No Chile, em 2019, em nome da contenção, mais de 400 jovens, principalmente mulheres, perderam um olho (alguns perderam os dois) por causa da repressão dos Carabineiros e suas balas de borracha. Eles protestavam nas ruas contra o governo e pediam uma nova Constituição, que no fim nem foi elaborada.

Mas foi a partir desses episódios que os Carabineiros, a polícia violenta de Pinochet, uma das mais criminosas do mundo, foi proibida de usar balas de borracha.

Foi a partir de um tiro de uma bomba de gás, no centro de Buenos Aires, que explodiu na cabeça do fotógrafo Pablo Nahuel Grillo, que a Argentina se levantou contra o uso de bombas e balas de borracha pela Gendarmeria do governo fascista de Javier Milei.

Quem acompanhou esses casos pode identificar semelhanças assustadoras nos cenários desses episódios com o que aconteceu em Porto Alegre. Os Carabineiros chilenos e a Gendarmeria argentina são forças policiais fardadas federais de ação ostensiva e repressiva nas ruas.

Quem olha os Carabineiros e os soldados da Gendarmeria, assim com os integrantes da Guarda Nacional da Bolívia, para ficar com outro exemplo, vê que eles têm semelhanças, no fardamento pesado, nos equipamentos e capacetes para ações violentas e no porte físico dos policiais. E agem do mesmo jeito, com toda violência possível.

Mas todos integram tropas federais que atuam há décadas nesses países como forças repressoras. A repressão em Porto Alegre, e esse é o detalhe assustador, foi exercida pela Guarda Municipal. Não foi nem pela PM da comandante Nádia.

Descobrimos, e eu não sabia, que a Guarda Municipal tem uma força especial que se veste e se comporta como as guardas federais ostensivas que prosperaram nas ditaduras. E agora usa armas pesadas para conter o povo que pode ‘invadir’ a Câmara de Vereadores.

A Guarda, que tem a missão de defender os bens públicos do município e contribuir para que se mantenha a ordem em espaços públicos de Porto Alegre, agora é força repressora ostensiva com espingardas que lançam balas de borracha e gás lacrimogêneo.

Tudo porque, por decisão do Supremo, guardas municipais têm poder de polícia e podem agir armadas. Os guardinhas podem virar uma versão verde-amarela dos carabineiros chilenos.

Em São Paulo, o governo de Tarcísio de Freitas comprou armas para abastecer guardas municipais de todo o Estado, como se tivesse pressa em formar milícias controladas pelas prefeituras e aliadas da PM estadual.

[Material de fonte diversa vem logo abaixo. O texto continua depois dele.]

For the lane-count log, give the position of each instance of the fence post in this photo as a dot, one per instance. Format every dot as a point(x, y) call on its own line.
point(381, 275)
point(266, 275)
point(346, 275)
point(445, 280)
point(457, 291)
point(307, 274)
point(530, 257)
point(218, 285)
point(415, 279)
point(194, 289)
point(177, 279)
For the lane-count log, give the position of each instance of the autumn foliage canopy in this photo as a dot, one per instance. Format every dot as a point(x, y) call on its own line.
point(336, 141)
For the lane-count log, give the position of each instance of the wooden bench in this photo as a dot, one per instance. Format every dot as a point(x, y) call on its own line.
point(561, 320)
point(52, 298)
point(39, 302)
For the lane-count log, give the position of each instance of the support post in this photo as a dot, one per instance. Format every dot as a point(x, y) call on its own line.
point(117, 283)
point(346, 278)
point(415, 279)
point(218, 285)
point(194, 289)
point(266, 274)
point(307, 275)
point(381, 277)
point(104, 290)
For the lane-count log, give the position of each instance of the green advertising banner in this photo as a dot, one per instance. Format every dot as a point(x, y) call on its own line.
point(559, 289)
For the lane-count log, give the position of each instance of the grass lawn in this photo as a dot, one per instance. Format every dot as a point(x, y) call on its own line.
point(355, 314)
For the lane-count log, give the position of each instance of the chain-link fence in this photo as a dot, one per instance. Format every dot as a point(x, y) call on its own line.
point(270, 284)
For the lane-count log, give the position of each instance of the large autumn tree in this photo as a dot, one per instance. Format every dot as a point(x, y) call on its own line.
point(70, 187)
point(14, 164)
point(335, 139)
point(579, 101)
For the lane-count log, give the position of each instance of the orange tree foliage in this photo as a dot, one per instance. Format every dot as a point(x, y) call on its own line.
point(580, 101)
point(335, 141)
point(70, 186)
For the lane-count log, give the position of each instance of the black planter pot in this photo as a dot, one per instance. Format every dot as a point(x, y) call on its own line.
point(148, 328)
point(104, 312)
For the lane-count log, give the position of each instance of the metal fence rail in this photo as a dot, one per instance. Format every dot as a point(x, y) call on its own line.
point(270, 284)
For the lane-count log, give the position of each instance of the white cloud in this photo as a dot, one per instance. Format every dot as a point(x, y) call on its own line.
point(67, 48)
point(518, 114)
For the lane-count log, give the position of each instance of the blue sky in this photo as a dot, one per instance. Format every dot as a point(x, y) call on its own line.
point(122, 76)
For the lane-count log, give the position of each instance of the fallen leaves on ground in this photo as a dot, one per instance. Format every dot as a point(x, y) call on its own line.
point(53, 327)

A questão da segurança é um dos dramas nacionais, e a repressão a qualquer custo é acionada em seu nome. As guardas estão inseridas nesse contexto de militarização da política e também da educação, principalmente em São Paulo.

O que aconteceu no dia 15 em Porto Alegre pode ter sido a inauguração da Guarda Municipal como força a ser mobilizada para atirar nos cidadãos que não usam armas? Sob o argumento da imposição da ordem?

Se foi, estaremos diante de uma situação em que forças sob o controle da extrema direita no poder farão o que bem entendem – se o povo, as forças da política, a sociedade organizada, o Ministério Público e a Justiça permitirem. Há muito mais do que balas de borracha voando nos ares de Porto Alegre.